"Reprint" Ramble about Hadoop HDFS BALANCER

Source: Internet
Author: User
Tags disk usage

Hadoop's HDFs clusters are prone to unbalanced disk utilization between machines and machines, such as adding new data nodes to a cluster. When there is an imbalance in HDFs, there are a lot of problems, such as the Mr Program does not take advantage of local computing, the machine is not able to achieve better network bandwidth utilization, the machine disk can not be used and so on. It is important to ensure that the data in HDFs is balanced.

In Hadoop, there is a balancer program that, by running this program, can bring the HDFs cluster to a balanced state, and the command to use this program is as follows:

SH $HADOOP _home/bin/start-balancer.sh–t 10%

The-t parameter in this command is followed by the value of the disk usage bias in which HDFs reaches the equilibrium state. If the disk usage bias between machines and machines is less than 10%, then we think that the HDFs cluster has reached a balanced state.

Hadoop developers have followed the following principles when developing balancer programs:

1. In the process of data redistribution, it is necessary to ensure that the data can not be lost, can not change the number of backup data, can not change the number of blocks in each rack.

2. The system administrator can start the data redistribution program with a single command or stop the data redistribution program.

3. Block cannot take up too many resources, such as network bandwidth, during the move.

4. The Data redistribution program does not affect the normal operation of name node during execution.

Based on these basic points, the current Hadoop data redistribution program implementation of the logical flow as shown:

The rebalance program is executed separately from the name node as a separate process.

1 Rebalance server gets all the data node conditions from name node: Each data node disk usage.

2 Rebalance server calculates which machines need to move data and which machines can accept moving data. and get the data distribution that needs to be moved from name node.

3 Rebalance Server calculates which block of the machine can be moved to another machine.

4,5,6 need to move the block's machine to move the data to the purpose of the machine, while deleting the block data on its own machine.

7 Rebalance server Gets the execution results of this data movement and continues the process, with no data available to move or HDFs clusters and to achieve a balanced standard.

The way Hadoop currently works with this balancer program is well suited in most cases.

Now we envisage a situation in which:

1 data is 3 copies of the backup.

2 HDFs consists of 2 rack.

3 2 Rack The machine disk configuration is different, the first rack each machine disk space is 1TB, the second rack each machine's disk space is 10TB.

4 Now 2 copies of most data are stored in the first rack.

In such a case, the data in the HDFs class group is definitely unbalanced. Now we run the Balancer program, but we find that the data in the entire HDFS cluster is still unbalanced after the run: Rack1 is much smaller than Rack2.

This is due to the development principle of the Balance program 1.

Simply put, in the execution of the Balancer program, you do not move one rack in the data to another rack, so the Balancer program will never be able to balance the HDFs cluster.

For this scenario, you can take the 2 scenario:

1 continue to use the existing Balancer program, but modify the machine distribution in the rack.

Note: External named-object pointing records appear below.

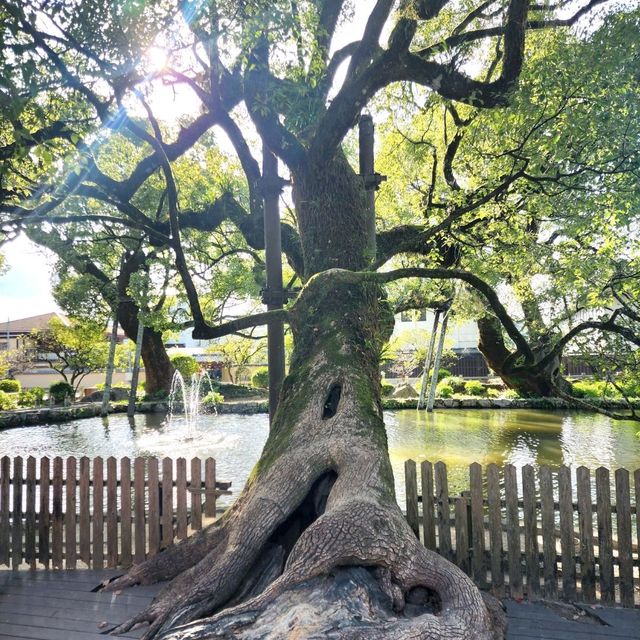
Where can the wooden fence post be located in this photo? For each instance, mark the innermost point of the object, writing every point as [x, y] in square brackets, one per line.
[477, 526]
[428, 516]
[495, 531]
[548, 534]
[411, 494]
[567, 544]
[605, 536]
[443, 512]
[625, 558]
[585, 520]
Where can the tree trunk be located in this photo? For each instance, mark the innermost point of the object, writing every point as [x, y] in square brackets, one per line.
[528, 379]
[320, 498]
[158, 369]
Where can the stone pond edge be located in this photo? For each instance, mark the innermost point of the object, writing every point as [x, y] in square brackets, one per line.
[49, 415]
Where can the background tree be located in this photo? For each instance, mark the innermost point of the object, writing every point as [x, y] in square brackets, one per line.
[73, 350]
[321, 495]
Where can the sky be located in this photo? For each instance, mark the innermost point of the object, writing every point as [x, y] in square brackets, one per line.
[25, 288]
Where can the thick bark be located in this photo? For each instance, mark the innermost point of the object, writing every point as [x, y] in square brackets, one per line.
[531, 379]
[321, 497]
[158, 369]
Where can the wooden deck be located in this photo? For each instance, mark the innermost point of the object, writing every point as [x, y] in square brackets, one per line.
[60, 605]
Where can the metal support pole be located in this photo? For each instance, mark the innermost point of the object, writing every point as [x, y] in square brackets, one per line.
[131, 407]
[427, 361]
[271, 189]
[436, 363]
[367, 171]
[106, 394]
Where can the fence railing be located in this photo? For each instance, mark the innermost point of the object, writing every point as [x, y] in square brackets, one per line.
[537, 541]
[65, 513]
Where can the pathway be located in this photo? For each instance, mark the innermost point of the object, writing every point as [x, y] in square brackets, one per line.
[60, 605]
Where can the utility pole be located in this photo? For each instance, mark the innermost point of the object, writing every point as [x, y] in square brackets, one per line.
[369, 176]
[273, 294]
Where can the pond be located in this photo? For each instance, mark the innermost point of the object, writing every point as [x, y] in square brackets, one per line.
[457, 437]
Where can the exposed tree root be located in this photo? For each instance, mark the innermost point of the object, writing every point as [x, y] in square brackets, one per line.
[320, 500]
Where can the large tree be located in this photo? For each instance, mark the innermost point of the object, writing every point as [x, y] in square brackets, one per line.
[321, 496]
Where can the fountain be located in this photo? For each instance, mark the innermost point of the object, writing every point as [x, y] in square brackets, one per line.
[186, 398]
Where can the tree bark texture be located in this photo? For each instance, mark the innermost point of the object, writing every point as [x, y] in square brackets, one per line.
[317, 520]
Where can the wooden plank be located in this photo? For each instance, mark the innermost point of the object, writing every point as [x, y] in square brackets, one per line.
[411, 492]
[44, 520]
[181, 498]
[167, 502]
[479, 570]
[532, 563]
[16, 515]
[5, 510]
[605, 536]
[636, 476]
[585, 523]
[126, 551]
[462, 535]
[495, 531]
[30, 515]
[153, 510]
[428, 515]
[196, 494]
[112, 512]
[139, 511]
[443, 514]
[625, 559]
[85, 518]
[547, 508]
[210, 488]
[70, 515]
[513, 531]
[567, 546]
[98, 514]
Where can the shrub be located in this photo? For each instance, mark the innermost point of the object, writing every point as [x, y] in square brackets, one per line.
[186, 365]
[60, 390]
[444, 390]
[260, 379]
[31, 397]
[456, 383]
[387, 389]
[474, 388]
[212, 399]
[7, 401]
[10, 386]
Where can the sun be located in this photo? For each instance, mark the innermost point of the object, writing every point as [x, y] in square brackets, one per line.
[156, 58]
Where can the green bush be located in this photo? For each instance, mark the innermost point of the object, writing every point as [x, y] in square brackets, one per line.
[474, 388]
[387, 389]
[31, 397]
[594, 389]
[444, 390]
[456, 383]
[60, 390]
[442, 373]
[7, 401]
[186, 365]
[10, 386]
[260, 379]
[212, 399]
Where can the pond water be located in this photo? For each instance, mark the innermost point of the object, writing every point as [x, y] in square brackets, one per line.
[457, 437]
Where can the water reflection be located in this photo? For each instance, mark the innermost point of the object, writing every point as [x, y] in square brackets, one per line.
[457, 437]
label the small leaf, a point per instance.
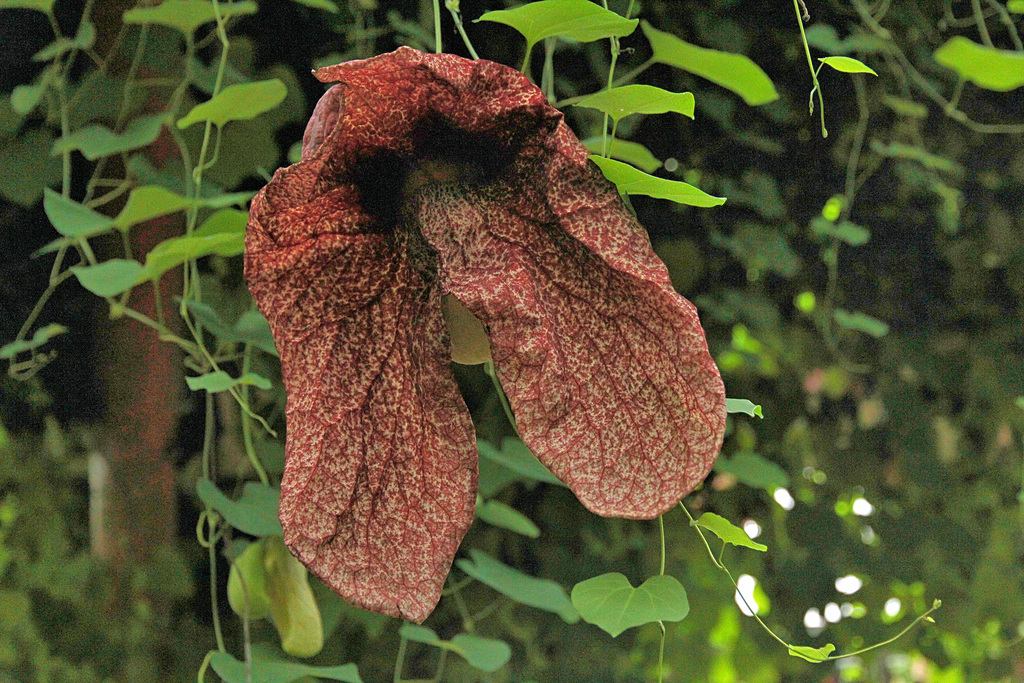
(278, 671)
(186, 15)
(847, 65)
(812, 654)
(43, 335)
(634, 181)
(631, 153)
(610, 602)
(254, 513)
(237, 102)
(727, 531)
(147, 203)
(733, 72)
(860, 323)
(522, 588)
(497, 513)
(221, 381)
(96, 140)
(73, 219)
(578, 19)
(172, 253)
(985, 67)
(753, 470)
(851, 233)
(326, 5)
(484, 653)
(110, 278)
(40, 5)
(622, 101)
(743, 406)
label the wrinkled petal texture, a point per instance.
(605, 367)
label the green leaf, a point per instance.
(326, 5)
(254, 513)
(812, 654)
(221, 381)
(83, 41)
(147, 203)
(110, 278)
(516, 457)
(43, 335)
(727, 531)
(847, 65)
(577, 19)
(622, 101)
(610, 602)
(186, 15)
(40, 5)
(278, 671)
(631, 153)
(743, 406)
(96, 140)
(522, 588)
(237, 102)
(497, 513)
(860, 323)
(250, 328)
(753, 470)
(484, 653)
(172, 253)
(732, 72)
(73, 219)
(985, 67)
(634, 181)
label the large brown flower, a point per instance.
(432, 190)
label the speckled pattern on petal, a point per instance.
(605, 367)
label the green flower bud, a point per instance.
(292, 604)
(247, 583)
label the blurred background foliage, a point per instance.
(897, 436)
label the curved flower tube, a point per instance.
(440, 200)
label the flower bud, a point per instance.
(292, 604)
(247, 583)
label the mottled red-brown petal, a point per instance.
(605, 366)
(608, 374)
(380, 478)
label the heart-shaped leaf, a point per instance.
(610, 602)
(847, 65)
(985, 67)
(727, 531)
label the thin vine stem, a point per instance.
(810, 65)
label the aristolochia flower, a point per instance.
(443, 209)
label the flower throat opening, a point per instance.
(388, 179)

Fork a machine with small disk space to a different rack.

2 Modify the Balancer program to allow you to change the number of blocks in each rack, reduce the amount of block stored in the rack of disk space, or move it to a rack of additional disk space.

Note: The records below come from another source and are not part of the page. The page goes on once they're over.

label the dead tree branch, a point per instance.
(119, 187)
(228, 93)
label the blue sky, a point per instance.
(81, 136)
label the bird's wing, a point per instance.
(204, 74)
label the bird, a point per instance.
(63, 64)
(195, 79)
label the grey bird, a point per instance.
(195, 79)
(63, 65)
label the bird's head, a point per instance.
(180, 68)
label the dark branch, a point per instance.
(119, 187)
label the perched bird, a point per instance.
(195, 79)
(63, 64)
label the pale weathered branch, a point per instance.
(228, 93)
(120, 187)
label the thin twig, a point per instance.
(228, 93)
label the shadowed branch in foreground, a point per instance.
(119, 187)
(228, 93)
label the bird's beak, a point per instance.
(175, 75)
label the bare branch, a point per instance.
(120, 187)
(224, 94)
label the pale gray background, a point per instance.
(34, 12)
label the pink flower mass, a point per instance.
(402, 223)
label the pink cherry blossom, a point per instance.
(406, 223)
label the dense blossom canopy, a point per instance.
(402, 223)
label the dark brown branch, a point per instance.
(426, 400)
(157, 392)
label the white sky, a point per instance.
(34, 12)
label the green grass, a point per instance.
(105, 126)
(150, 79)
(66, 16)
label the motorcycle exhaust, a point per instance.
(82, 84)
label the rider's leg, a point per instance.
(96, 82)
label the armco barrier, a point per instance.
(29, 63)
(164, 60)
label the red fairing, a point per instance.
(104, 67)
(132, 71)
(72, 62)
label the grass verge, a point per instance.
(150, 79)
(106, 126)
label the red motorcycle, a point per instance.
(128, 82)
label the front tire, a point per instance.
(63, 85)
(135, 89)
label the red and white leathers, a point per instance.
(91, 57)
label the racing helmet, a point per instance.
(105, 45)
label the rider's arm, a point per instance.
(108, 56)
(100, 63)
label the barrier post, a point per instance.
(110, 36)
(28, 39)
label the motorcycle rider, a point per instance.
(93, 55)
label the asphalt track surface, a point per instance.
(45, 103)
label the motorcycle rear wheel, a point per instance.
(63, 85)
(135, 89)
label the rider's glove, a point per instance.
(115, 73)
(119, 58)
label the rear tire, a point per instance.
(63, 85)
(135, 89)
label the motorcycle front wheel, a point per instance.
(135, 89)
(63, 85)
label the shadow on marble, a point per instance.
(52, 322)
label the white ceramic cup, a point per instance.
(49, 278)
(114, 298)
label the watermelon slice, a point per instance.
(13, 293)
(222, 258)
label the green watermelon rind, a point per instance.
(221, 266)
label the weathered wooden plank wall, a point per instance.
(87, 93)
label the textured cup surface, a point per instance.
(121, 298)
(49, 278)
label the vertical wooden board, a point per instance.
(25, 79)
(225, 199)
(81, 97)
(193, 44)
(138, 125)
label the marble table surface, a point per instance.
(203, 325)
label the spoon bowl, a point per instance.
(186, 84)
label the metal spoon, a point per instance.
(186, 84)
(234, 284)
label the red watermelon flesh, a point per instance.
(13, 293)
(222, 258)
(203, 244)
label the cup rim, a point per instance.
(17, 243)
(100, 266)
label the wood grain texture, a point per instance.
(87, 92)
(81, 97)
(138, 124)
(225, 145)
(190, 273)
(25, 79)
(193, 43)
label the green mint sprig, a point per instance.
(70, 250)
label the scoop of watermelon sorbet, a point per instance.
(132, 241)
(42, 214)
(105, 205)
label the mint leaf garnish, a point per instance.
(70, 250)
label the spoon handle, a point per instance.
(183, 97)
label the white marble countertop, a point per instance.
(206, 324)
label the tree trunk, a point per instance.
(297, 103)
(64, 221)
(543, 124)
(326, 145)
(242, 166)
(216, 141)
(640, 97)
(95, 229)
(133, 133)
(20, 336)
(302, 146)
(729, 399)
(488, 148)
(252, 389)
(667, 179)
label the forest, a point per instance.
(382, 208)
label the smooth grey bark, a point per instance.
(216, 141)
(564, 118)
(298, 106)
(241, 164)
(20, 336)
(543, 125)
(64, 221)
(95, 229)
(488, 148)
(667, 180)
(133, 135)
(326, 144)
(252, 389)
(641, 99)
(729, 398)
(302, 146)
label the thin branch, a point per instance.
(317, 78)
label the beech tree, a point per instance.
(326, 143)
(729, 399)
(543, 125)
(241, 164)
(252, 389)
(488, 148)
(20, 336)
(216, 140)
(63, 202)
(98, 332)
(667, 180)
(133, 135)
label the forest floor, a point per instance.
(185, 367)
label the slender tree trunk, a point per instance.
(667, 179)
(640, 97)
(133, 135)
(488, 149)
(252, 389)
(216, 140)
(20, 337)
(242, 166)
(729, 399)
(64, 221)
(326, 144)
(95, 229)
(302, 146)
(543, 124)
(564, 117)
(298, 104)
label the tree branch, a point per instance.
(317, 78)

For more articles on Hadoop, refer to: http://www.cnblogs.com/gpcuster/tag/Hadoop/

  Tags: Hadoop

"Reprint" Ramble about Hadoop HDFS BALANCER

Contact Us

The content source of this page is from Internet, which doesn't represent Alibaba Cloud's opinion; products and services mentioned on that page don't have any relationship with Alibaba Cloud. If the content of the page makes you feel confusing, please write us an email, we will handle the problem within 5 days after receiving your email.

If you find any instances of plagiarism from the community, please send an email to: info-contact@alibabacloud.com and provide relevant evidence. A staff member will contact you within 5 working days.

A Free Trial That Lets You Build Big!

Start building with 50+ products and up to 12 months usage for Elastic Compute Service

  • Sales Support

    1 on 1 presale consultation

  • After-Sales Support

    24/7 Technical Support 6 Free Tickets per Quarter Faster Response

  • Alibaba Cloud offers highly flexible support services tailored to meet your exact needs.